When we refine EventLogging schemas for insertion into Hive tables, we infer the type of fields. In the case of impressionEventSampleRate we inferred integer but in the schema it's set to "number". In the future, we will use the schema directly, but for now we're just monitoring where inferring goes wrong. All rows have a value of 0 for this property. In the code it looks like it was set to 0.01. We could alter the table and correct the data by always setting it to 0.01. Let us know if that's the right thing to do or if there's any other nuance we're missing.

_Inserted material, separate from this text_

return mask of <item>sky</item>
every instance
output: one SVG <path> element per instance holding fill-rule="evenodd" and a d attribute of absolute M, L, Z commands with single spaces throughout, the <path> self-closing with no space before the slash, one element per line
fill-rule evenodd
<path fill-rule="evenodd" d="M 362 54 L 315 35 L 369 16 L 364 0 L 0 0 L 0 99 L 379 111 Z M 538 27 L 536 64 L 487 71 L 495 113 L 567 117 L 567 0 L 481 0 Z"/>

|Resolved||mforns||T214384 [Bug] Type mismatch between NavigationTiming EL schema and Hive table schema|
|Resolved||Milimetric||T216771 [Bug] Type mismatch for a few other schemas|
|Resolved||Milimetric||T217109 CentralNoticeImpression refined impressionEventSampleRate is int instead of double|
Hi! Thanks so much!!!
Here's what Hive said about the event field in the event/centralnoticeimpression table:
event struct<anonymous:boolean,banner:string,bannerCategory:string,bucket:bigint,campaign:string, campaignCategory:string,campaignCategoryUsesLegacy:boolean,country:string,db:string,debug:boolean, device:string,impressionEventSampleRate:bigint,project:string,randombanner:double,randomcampaign:double, recordImpressionSampleRate:double,result:string,status:string,statusCode:string,uselang:string, reason:string,bannerCanceledReason:string,bannersNotGuaranteedToDisplay:boolean,debugInfo:string, errorMsg:string,alterFunctionMissing:boolean,region:string>
I don't see anything else problematic, other than impressionEventSampleRate should be double. bucket could be tinyint if you wish.
The data is currently not in use, no issues currently about the sunsetting data. If it's very little to go back and change the 0's to 0.01, that might be useful, so we can compare the data from the old pipeline (that this will replace) to this new data when we get ready to switch. However, it's also fine to just have that field set correctly going forward, too.
Let's see, this data comes from eventlogging, in order for it to be useful we need to make sure FR-tech has switched to eventlogging being the main way by which impressions are computed, has that happened?
No, that hasn't happened yet. The events have been left on at 0.01% sample rate (hope that's OK) but the data is not being used yet. Work to finish the new pipeline should continue soon, then we'll compare the data form both sources, and switch in the new pipeline once it's confirmed to be all good.